Bei einem Autounfall war der erfolgreiche Theaterregisseur erblindet. Die neue Situation kann er kaum ertragen. So versucht er, von einem Hochhaus hinabzuspringen. Doch er landet - nur eine Etage tiefer - auf den Kuchentellern zweier alter damen im Café auf der Dachterasse!
Nach dem missglückten Suizid hat er nur noch ein Ziel: Er möchte seine sterbenskranke Mutter in Russland besuchen. Lilly begleitet ihn ein Stück des Wegs, da sie sich für den tolpatschigen Typen verantwortlich fühlt.
Lillys Freund Paul und ihre Mutter Regina reisen den beiden hinterher. Seit Jahren "behüten" sie die geburtsblinde Lilly und wollen nur ihr Bestes. Doch die junge Frau verliebt sich in Jakob.
Eine schöne Liebesgeschichte hat Lars Büchel da in Szene gesetzt. Sie vermittelt vor allem Eines: Der Mensch ist mehr als nur seine Behinderung!
So steht die Individualität der beiden Protagonisten auch im Vordergrund. Dahinter tritt eine realitätsnahe Darstellung ihrer Blindheit zurück.
"Wenn Lilly mit dem Langstock vor der Kamera herumläuft, merkt man deutlich, dass die Schauspielerin Fritzi Haberland nicht blind ist", beklagte sich eine sehende Zuschauerin. "Die Pendelbewegungen des Stocks stimmen nicht mit ihren Schritten und dem Tempo überein."
Auch Jakobs Tollpatschigkeit entspricht nicht der Unbeholfenheit von Späterblindeten kurz nach dem Verlust ihres Augenlichts.
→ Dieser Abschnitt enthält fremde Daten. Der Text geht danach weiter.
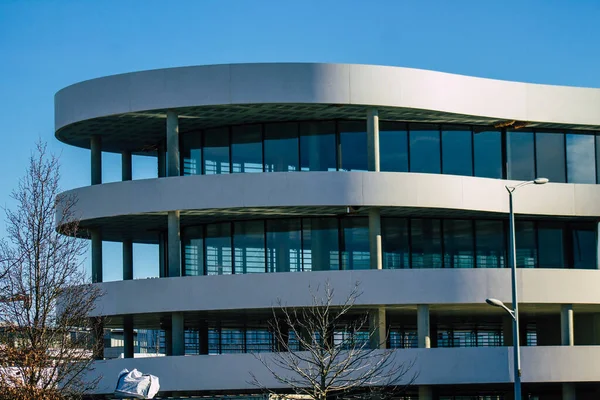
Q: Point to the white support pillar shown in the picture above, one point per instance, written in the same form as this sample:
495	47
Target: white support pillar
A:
566	325
172	144
96	255
177	334
423	331
96	159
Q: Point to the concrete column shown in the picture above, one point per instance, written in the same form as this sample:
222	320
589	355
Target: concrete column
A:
377	327
172	144
177	334
96	156
423	333
567	337
425	393
96	255
376	250
174	244
127	260
128	347
424	339
569	391
126	168
373	139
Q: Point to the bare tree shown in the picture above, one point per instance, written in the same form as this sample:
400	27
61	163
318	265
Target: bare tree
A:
331	350
46	344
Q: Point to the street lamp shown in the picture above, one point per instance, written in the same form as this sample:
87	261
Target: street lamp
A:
514	313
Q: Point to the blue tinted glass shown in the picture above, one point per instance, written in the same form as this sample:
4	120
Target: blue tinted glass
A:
281	147
356	252
457	157
284	245
519	153
246	148
488	153
424	149
393	147
320	242
550	156
216	151
353	140
317	146
581	162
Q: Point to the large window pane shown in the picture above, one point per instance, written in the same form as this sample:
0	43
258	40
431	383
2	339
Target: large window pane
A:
519	153
216	151
281	147
353	140
581	163
550	246
249	247
426	243
356	251
550	156
490	245
317	146
457	157
218	249
283	245
458	243
584	246
193	251
393	147
246	148
488	153
424	148
394	238
320	250
191	153
525	244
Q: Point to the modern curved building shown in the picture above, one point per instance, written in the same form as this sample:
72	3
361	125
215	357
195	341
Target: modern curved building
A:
274	177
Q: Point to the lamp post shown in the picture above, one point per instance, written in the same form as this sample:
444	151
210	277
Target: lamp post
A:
514	313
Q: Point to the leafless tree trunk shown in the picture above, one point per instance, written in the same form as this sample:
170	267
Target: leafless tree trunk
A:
45	297
323	351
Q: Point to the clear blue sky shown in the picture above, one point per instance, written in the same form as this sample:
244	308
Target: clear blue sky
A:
46	45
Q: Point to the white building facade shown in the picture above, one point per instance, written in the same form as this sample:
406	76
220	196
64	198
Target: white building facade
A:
275	177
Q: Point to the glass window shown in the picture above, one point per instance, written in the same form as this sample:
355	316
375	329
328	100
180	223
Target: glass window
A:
249	247
191	153
526	245
457	157
394	238
487	146
426	243
519	153
458	243
490	247
550	246
353	141
584	246
581	163
550	156
424	148
393	147
281	147
246	148
317	146
283	245
216	151
320	250
193	251
218	249
356	251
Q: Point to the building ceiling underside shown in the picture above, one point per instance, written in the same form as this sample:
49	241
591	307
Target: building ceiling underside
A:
145	228
141	132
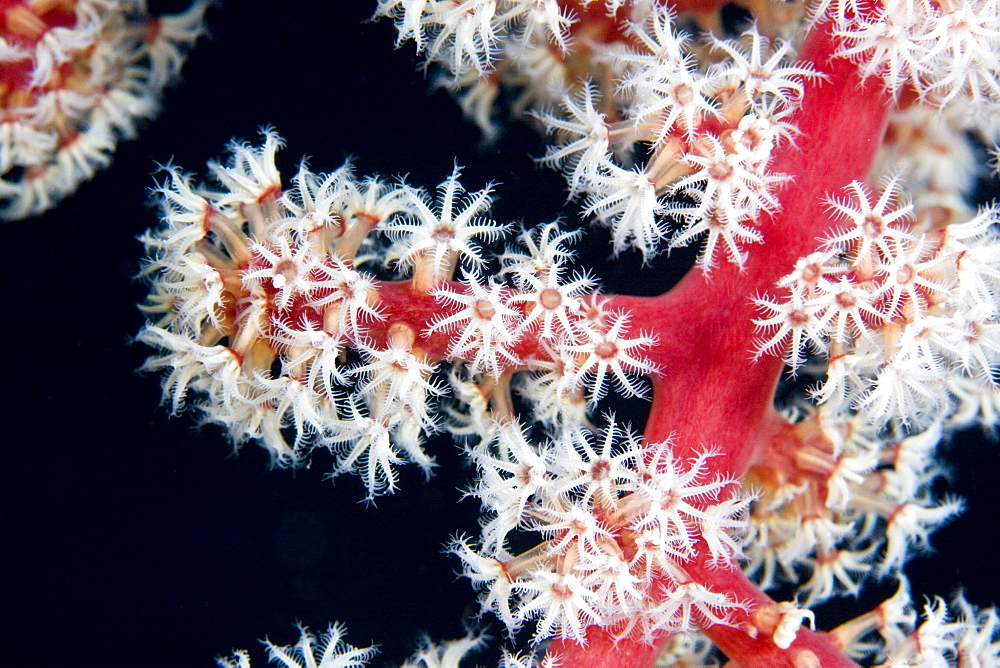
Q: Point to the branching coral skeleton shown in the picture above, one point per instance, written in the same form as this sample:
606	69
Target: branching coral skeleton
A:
275	309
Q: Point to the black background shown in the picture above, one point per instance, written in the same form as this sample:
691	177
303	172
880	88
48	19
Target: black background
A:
131	538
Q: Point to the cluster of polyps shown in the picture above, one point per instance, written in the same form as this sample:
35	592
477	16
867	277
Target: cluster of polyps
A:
261	310
264	313
621	518
74	77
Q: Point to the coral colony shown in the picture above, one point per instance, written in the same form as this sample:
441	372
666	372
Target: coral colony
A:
75	76
821	155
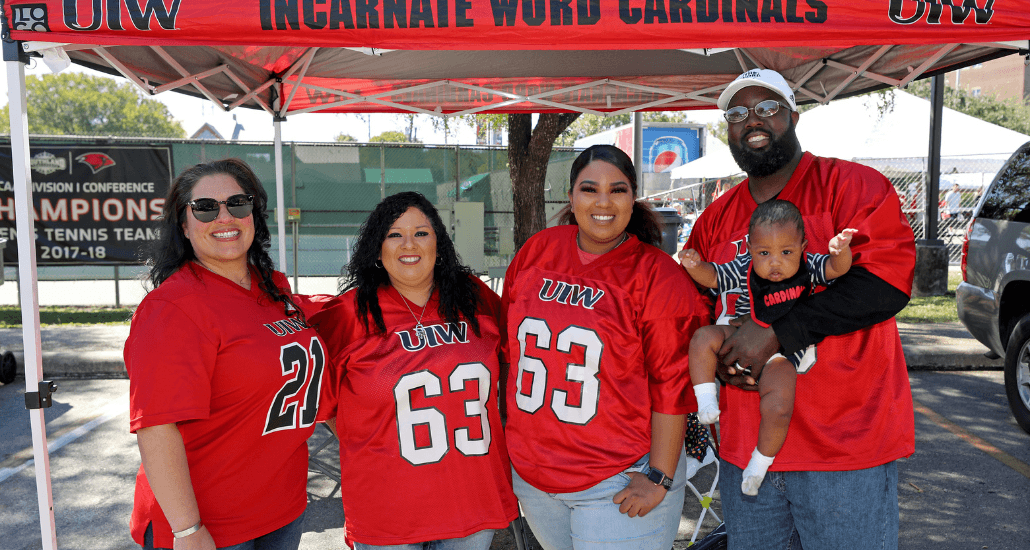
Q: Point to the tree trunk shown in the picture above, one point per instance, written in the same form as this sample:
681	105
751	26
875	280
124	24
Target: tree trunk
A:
528	155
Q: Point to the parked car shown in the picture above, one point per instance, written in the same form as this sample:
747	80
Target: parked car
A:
993	299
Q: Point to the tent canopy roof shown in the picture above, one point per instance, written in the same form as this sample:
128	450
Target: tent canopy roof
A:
459	57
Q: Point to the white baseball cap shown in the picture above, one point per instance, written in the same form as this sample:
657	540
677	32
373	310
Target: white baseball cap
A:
763	77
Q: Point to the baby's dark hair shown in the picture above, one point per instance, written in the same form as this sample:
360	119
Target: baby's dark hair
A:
777	211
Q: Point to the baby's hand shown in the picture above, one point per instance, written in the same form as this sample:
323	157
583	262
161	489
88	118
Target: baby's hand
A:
690	259
842	241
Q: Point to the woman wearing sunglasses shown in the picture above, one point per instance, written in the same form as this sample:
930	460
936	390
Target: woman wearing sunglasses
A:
225	375
413	388
598	325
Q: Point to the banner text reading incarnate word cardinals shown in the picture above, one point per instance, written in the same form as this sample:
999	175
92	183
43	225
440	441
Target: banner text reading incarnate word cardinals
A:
283	14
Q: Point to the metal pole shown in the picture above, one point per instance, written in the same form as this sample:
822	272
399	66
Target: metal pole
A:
293	169
117	297
280	208
639	150
382	171
29	291
933	158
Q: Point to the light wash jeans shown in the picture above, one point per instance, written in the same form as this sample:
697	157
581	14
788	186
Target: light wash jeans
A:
284	538
589	520
477	541
857	510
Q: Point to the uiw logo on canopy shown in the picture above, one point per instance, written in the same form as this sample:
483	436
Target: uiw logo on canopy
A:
908	11
91	19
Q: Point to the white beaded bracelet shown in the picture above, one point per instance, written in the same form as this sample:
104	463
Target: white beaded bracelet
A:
187	531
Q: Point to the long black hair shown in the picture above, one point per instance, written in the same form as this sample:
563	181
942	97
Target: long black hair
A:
643	221
458	293
172	250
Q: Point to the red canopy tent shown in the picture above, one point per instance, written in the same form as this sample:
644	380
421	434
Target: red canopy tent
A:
459	57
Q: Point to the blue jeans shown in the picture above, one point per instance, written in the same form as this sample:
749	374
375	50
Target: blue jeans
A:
284	538
589	520
856	509
477	541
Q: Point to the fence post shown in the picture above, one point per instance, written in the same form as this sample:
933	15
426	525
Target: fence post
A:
930	277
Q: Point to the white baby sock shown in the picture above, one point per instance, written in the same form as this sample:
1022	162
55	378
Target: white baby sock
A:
708	403
755	473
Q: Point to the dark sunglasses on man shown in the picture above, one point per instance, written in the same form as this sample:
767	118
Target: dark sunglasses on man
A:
764	109
206	210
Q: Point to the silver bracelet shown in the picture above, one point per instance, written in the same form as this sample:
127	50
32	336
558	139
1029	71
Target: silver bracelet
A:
187	531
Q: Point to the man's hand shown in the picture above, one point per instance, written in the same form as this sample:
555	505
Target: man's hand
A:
749	347
640	496
690	259
842	241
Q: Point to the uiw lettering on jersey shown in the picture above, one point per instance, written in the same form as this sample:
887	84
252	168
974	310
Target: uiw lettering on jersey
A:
569	294
436	335
286	327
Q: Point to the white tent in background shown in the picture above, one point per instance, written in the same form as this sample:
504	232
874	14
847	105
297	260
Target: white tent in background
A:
854	128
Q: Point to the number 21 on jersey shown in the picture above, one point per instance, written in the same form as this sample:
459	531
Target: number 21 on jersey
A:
530	400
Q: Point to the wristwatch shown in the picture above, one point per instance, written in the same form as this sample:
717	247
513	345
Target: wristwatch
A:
659	478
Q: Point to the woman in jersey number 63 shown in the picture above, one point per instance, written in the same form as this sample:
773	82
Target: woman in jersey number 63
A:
414	366
224	373
598	322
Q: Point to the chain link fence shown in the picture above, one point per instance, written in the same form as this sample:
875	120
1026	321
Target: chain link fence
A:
963	180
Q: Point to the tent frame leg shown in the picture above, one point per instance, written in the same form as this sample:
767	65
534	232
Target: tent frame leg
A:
28	290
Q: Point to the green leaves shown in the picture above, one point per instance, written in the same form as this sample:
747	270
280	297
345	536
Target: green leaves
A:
84	105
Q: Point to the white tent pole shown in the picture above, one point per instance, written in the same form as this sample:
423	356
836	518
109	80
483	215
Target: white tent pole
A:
29	293
280	204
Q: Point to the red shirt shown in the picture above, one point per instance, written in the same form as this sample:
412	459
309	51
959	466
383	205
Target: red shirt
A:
594	349
853	408
242	381
422	450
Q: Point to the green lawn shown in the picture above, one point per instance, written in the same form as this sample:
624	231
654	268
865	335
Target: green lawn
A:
10	316
934	308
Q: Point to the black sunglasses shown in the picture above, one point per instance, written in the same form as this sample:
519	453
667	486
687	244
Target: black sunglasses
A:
764	109
206	210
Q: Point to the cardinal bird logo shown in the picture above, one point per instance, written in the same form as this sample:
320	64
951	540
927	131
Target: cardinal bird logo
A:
96	161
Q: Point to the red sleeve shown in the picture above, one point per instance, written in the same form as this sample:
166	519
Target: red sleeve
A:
506	300
673	311
336	323
884	244
168	381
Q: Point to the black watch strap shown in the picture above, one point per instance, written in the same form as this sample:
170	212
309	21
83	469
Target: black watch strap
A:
659	478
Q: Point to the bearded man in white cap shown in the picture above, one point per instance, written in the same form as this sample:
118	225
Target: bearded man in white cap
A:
834	482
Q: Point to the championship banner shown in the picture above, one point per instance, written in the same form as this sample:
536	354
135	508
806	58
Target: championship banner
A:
91	204
518	24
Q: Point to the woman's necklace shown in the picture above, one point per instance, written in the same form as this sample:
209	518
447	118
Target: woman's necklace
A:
419	330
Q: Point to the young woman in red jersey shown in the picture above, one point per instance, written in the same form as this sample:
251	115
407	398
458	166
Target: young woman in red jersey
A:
224	375
412	388
598	321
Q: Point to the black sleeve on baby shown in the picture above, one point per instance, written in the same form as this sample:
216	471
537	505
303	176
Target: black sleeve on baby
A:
856	300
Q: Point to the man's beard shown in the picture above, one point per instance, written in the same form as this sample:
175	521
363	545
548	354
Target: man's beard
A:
763	163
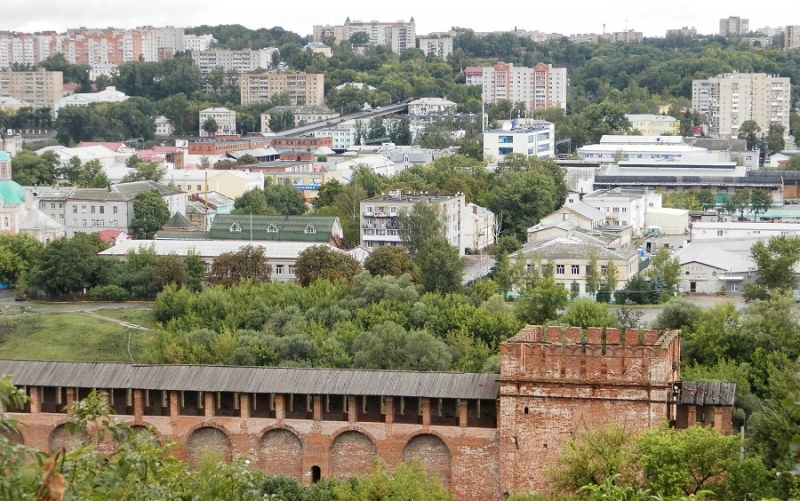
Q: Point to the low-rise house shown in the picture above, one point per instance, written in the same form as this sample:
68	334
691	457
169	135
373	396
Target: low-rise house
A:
571	256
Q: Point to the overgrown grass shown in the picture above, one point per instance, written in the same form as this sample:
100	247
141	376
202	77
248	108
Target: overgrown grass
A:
70	337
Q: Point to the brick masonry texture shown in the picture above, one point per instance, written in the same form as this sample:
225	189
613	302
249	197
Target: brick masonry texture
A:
554	381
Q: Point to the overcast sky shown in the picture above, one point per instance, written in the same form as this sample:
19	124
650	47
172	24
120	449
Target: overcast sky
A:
578	16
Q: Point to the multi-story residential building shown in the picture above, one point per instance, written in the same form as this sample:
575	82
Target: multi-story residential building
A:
431	106
303	115
225	119
627	36
540	87
107	95
534	139
792	37
40	89
91	210
729	100
734	25
397	36
303	89
683	32
243	61
379	217
197	43
437	46
655	125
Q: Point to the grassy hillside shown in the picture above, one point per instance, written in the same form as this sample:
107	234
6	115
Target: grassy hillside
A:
75	336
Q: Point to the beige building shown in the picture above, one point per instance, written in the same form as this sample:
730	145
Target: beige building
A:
655	125
792	37
734	25
304	89
302	115
41	89
729	100
570	257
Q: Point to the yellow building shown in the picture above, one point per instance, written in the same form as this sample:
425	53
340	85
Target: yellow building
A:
655	125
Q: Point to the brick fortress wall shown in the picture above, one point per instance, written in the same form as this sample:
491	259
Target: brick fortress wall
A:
556	381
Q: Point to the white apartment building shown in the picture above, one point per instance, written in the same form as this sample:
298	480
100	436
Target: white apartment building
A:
225	118
108	95
655	125
734	25
624	207
243	61
379	217
197	43
728	100
540	87
536	139
431	106
303	89
438	46
792	37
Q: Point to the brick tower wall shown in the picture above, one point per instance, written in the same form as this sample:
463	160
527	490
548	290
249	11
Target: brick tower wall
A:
556	381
Vielmehr sind die Szenen, wo er wie ein tumber Tor herumstolpert, eher erheiternde Slappstick-Einlagen. Schließlich ist auch die Reise der beiden Blinden durch Russland reichlich unrealistisch dargestellt.
Wirklichkeitsnah hingegen sind Szenen, wo beide fast nebeneinander stehen, den anderen aber nicht bemerken. Realistisch ist auch ihre Orientierung nach Gehör, Geruch und Tastsinn. Klassisch ist schließlich auch die Erklärung der Speisen auf einem Teller nach der Uhr: "Erbsen auf halb sechs!"